Hide code cell source
# Define function for DRY (Don't Repeat Yourself)
def plot_prediction(features):
    ages_real = []
    ages_pred = []
    sexes = []

    for sex, abalone in abalones.items():

        # Split features and target
        X = abalone[features].values
        y = abalone[target].values

        # Split train-test data
        X_train, X_test, y_train, y_test = train_test_split(
            X, y, test_size=0.2, random_state=42
        )

        # Scale X
        scaler = StandardScaler()
        scaler.fit(X_train)
        X_train_std = scaler.transform(X_train)
        X_test_std = scaler.transform(X_test)

        # Insert polynomial features
        poly = PolynomialFeatures(degree=2)
        X_train_std_poly = poly.fit_transform(X_train_std)
        X_test_std_poly = poly.fit_transform(X_test_std)

        # Linear Regression model
        linreg = LinearRegression()
        linreg.fit(X_train_std_poly, y_train)
        y_pred = linreg.predict(X_test_std_poly)

        ages_real.extend(y_test.reshape(-1).tolist())
        ages_pred.extend(y_pred.reshape(-1).tolist())

        # Save category
        sexes.extend([sex] * len(y_pred))

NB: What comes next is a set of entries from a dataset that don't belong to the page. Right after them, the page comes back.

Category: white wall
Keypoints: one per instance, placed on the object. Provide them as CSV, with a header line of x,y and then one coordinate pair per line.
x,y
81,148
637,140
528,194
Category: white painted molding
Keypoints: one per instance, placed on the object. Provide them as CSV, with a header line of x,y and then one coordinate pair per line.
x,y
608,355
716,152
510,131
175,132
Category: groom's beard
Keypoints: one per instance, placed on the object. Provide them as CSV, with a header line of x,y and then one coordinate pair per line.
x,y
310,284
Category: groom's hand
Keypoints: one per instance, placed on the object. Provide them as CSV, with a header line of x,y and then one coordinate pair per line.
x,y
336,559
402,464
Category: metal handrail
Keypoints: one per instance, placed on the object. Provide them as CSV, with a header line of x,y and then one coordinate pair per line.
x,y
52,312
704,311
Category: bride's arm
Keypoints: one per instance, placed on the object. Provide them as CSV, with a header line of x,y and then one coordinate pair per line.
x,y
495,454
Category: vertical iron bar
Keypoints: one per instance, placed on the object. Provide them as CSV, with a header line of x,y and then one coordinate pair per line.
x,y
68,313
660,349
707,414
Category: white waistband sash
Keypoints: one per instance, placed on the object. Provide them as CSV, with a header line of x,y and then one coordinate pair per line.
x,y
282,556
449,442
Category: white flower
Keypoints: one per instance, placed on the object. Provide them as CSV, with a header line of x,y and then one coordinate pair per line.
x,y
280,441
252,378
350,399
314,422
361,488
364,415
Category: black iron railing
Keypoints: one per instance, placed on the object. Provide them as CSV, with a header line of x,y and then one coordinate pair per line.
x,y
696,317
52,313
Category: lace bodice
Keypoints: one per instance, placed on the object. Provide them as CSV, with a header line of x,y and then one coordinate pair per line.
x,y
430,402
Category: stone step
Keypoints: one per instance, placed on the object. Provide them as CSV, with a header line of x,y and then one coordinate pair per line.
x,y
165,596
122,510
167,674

    # Store data in df for plotting
    plot_df = (
        pd.DataFrame([ages_real, ages_pred, sexes])
        .transpose()
        .rename(columns={0: "real_age", 1: "predicted_age", 2: "sex"})
    )

    # Plot
    fig, ax = plt.subplots(figsize=(6, 6))

    sns.scatterplot(
        ax=ax,
        x="real_age",
        y="predicted_age",
        data=plot_df,
        hue="sex",
        hue_order=hue_order,
    )

    # Plot the reference line
    sns.lineplot(ax=ax, x=np.arange(3, 23, 1), y=np.arange(3, 23, 1), color="black")

    ax.grid(axis="both")
    ax.set_axisbelow(True)
    ax.tick_params(axis="x", labelsize=12, rotation=0)
    ax.tick_params(axis="y", labelsize=12)
    ax.set_title(f"Selected features: {features}\nTest data results", size=12)
    ax.set_xlabel("Age: real", fontsize=12)
    ax.set_ylabel("Age: predicted", fontsize=12)
    ax.legend(bbox_to_anchor=(1.0, 0.5), loc="center left", title="Sex", fontsize=10)
    ax.set_xlim(0)
    ax.set_ylim(0)
    sns.despine()

    plt.show()


# Plot
plot_prediction(best_feature_set)
plot_prediction(best_2_feature_set)
../_images/35c3609284315388f7676ed8f92878cd815c44dc615163ee59bd064e07d3f0a6.png ../_images/23a4c8bf0e921c66100aae612ef590e87d8c04a209b092f7df4622ed0a1ab268.png

Visually at least, there doesn’t seem to be a remarkable difference, in accordance to the minimal difference existing between the predictive results obtained for these two sets of features.

Conclusion#

Best results were clearly obtained for the infant abalone, with a mean error of around 1.5 years. And it could be the case that, for economical reasons, normally a few-years-old (infant) abalones are commercialised.

The great thing is that just weighting whole_wt and shucked_wt we can fairly predict the age, and these two features can conveniently be measured in the product processing stage, during which abalones are shucked before being packaged.